OVO - Sempre gostei de ovo. Concordava plenamente com o Sérgio Porto quando ele declarava que qualquer comida era gostosa com um ovo estrelado por cima. Podia estar no meu prato arroz e feijão, grudados pela farinha, como argamassa, como já escrevi alhures mais tripa (dobradinha), que bastava eu colocar um ovo estrelado por cima – isso antes de eu ler o Sérgio Porto – que a comida se tornava apetitosa.

Eu não ficava limitado apenas ao ovo frito, também o comia cozido, o que, para a maioria, fica muito aquém, em sabor.

Meu pai, cultivador das piadas sarcásticas, logo me apelidou de “Papa-Ovos”.

Então, o ovo caiu em desgraça nas páginas médicas: era uma das principais causas de enfartes devido ao seu elevado teor de colesterol.

Confrontei, por conseguinte, o humorista Stanislaw Ponte Preta, o Sérgio Porto, com o jogador de futebol Brito, que veio a ser campeão do mundo em 1970.

Sérgio Porto faleceu, se não me engano, no quinto enfarte.

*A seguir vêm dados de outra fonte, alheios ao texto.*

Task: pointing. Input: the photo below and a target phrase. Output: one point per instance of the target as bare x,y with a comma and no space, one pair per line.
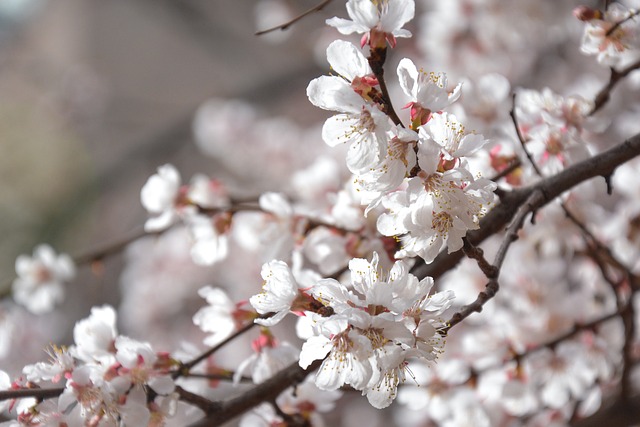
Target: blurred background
95,95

E o Brito?... Ah, sim, tenho antes de explicar o porquê de o futebolista entrar neste texto, confrontado com o escritor que partiu tão cedo (45 anos) no auge da sua criatividade.

Brito foi considerado, por uma equipe médica, o jogador mais saudável da Copa de 70; derrotou alemães, ingleses, franceses, enfim, os jogadores de países que, segundo o Nélson Rodrigues, têm saúde de vaca premiada. Entrevistado, ele revelou a sua receita: o café da manhã. O mesmo consiste em uma garrafa de Caracu, quatro ovos com casca, mel e canela batidos no liquidificador. Quando chegou à seleção brasileira, o médico Lídio Toledo, lhe disse que os ovos faziam mal, ele não deu ouvido ao Galeno e seguiu adiante.

Há pouco tempo, estive com um empresário da navegação marítima e, ao saber que era morador antigo da Ilha do Governador, indaguei-lhe se conhecia o Brito do escrete, agora com 73 anos de idade.

-Está vendendo saúde. - respondeu-me.

Volto ao Sérgio Porto, ele, como escreveu, consumia ovo frito, e os malefícios à saúde estavam, certamente, na gordurada necessária para a fritura e não nele, ovo, que viria a ser reabilitado pelas pesquisas médicas.

Mesmo antes dessa reabilitação, eu continuava justificando o apelido que o meu pai me dera: Papa-Ovos.